Dari cerita itu mereka yakin bahwa lumba-lumba berasal dari penduduk Kepulauan Padaido yg masuk ke laut. Maka masyarakat hingga sekarang tak menangkap lumba-lumba. Apalagi hewan-hewan itu kerap berenang di sisi perahu nelayan yg mulai melaut.

Pantai yg ada di Kepulauan Padaido umumnya diselimuti pasir putih yg lembut. Maka setelah berenang, menyelam, atau menangkap ikan, wisatawan bisa berjalan atau bermain di tepi pantai.

Setiap kami melangkah tanpa sepatu tak perlu takut tergores oleh karang atau bebatuan karena pasirnya lembut seperti tepung.

“Di sini pantainya indah dan udaranya masih murni. Begitu kata turis yg pernah aku antar,” ujar Anton yg pernah membawa wisatawan dari Jerman dan Afrika Selatan itu.

A. Bobby Pr Masyarakat di Kepulauan Padaido bersiap menyambut para tamu yg datang

Masyarakatnya pun menyambut dengan ramah setiap pengunjung yg datang. Kalau Anda beruntung masyarakat mulai menyuguhkan api unggun yg dibuat setinggi 10 meter.

Masyarakat membuat api unggun dengan cara menyusun empat batang pohon yg menjulang tinggi buat dijadikan kerangka. Bagian dalam diisi dengan daun-daun kelapa yg dikeringkan. Setelah disulut, api teciptalah api unggun yg membumbung tinggi.

Biasanya para tamu disuguhi lagu-lagu rakyat yg diiringi dengan gitar dan barang-barang yg dipukul sebagai gendang.

Ada pula sebuah gitar besar buatan penduduk setempat dari batang pohon. Senarnya terbuat dari tali pancing yg cukup tebal.

Kalau lagu-lagu dikumandangkan, penduduk mengajak wisatawan bagi menari sembari bernayanyi sampai pagi.

Kalau Anda tiba ke tempat ini, masyarakat mulai menyambut dengan penuh keramahan. Nah, Anda tertarik tiba ke tempat ini?

Kalau berminat jangan lupa bawa bahan makanan karena warung penduduk cuma menyediakan barang-barang terbatas. Selamat menikmati.

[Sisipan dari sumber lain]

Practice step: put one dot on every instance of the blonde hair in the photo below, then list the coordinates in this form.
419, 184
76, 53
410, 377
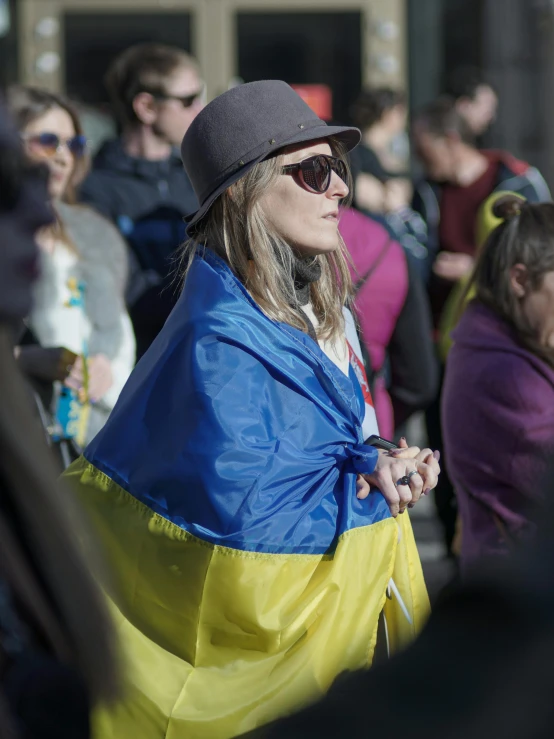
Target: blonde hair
237, 230
47, 570
143, 68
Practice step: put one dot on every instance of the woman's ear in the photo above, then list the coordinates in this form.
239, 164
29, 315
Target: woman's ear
518, 280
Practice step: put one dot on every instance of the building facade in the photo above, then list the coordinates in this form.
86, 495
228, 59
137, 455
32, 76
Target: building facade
67, 44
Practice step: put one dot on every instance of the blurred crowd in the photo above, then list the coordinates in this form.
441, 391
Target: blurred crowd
453, 274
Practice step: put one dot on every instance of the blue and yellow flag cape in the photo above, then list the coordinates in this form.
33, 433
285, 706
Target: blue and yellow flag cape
223, 488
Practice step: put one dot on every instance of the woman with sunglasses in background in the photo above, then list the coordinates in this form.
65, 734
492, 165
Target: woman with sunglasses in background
56, 645
231, 485
80, 336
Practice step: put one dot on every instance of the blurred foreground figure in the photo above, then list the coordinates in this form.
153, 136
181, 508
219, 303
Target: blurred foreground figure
138, 180
55, 644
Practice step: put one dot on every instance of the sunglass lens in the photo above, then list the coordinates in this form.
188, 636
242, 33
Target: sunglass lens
77, 146
340, 168
316, 173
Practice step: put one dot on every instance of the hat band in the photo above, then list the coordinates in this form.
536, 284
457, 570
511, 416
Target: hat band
273, 143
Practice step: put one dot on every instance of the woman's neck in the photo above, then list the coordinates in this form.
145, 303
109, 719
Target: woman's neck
305, 271
471, 167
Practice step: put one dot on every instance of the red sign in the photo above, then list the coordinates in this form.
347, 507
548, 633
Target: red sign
318, 97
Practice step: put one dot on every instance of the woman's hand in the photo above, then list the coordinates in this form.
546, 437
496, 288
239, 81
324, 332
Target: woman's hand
419, 468
100, 378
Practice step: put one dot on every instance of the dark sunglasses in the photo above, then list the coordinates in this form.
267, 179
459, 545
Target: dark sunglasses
186, 101
315, 172
50, 143
16, 172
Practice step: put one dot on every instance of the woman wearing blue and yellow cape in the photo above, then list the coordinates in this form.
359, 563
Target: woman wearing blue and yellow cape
230, 485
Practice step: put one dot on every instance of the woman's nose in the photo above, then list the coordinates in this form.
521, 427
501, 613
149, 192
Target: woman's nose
337, 187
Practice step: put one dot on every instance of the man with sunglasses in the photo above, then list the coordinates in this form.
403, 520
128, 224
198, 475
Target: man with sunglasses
138, 180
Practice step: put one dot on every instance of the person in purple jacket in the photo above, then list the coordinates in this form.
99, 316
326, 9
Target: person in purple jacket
498, 399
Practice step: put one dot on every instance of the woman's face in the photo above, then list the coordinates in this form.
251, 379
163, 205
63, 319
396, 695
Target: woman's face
23, 211
60, 162
538, 307
306, 220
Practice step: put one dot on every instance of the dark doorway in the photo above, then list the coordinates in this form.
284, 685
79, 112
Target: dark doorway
92, 40
304, 48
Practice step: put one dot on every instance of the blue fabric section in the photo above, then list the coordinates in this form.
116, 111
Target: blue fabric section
239, 429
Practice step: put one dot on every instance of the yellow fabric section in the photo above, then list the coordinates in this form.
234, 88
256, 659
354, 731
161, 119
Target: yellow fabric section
485, 224
218, 641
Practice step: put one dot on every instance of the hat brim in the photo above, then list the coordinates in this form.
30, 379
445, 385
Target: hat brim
347, 135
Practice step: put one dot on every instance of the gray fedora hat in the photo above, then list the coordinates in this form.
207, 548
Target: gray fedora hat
240, 128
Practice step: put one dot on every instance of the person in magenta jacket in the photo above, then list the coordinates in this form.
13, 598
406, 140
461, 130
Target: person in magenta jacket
395, 321
498, 401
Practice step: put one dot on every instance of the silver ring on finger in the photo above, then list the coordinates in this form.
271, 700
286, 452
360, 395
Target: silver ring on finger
406, 479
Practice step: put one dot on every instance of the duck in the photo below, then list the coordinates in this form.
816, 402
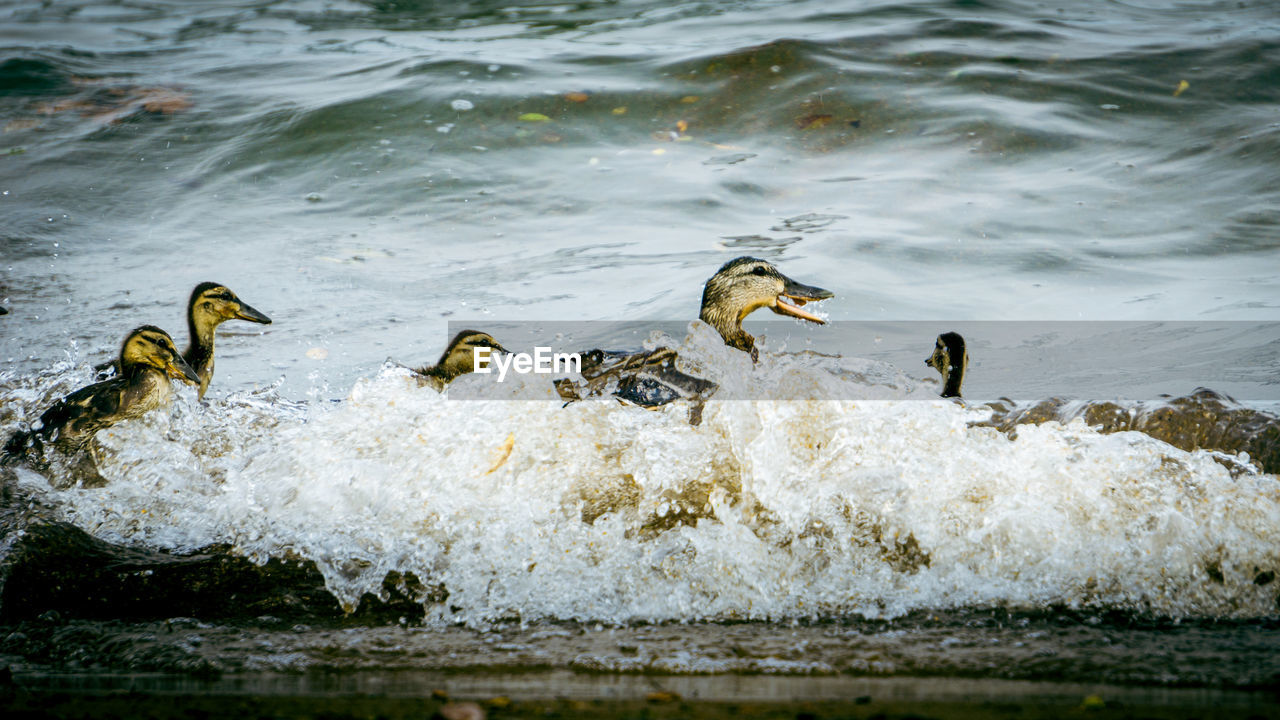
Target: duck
652, 379
147, 360
1202, 420
210, 305
745, 285
951, 360
457, 359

Sumber: http://travel.kompas.com/read/2016/08/23/071039327/keindahan.tersembunyi.di.kepulauan.padaido
Terima kasih sudah membaca berita Keindahan Tersembunyi di Kepulauan Padaido. Silahkan baca berita lain tentang Traveling lainnya.

Tags:

Leave a reply "Keindahan Tersembunyi Di Kepulauan Padaido"

This site uses Akismet to reduce spam. Learn how your comment data is processed.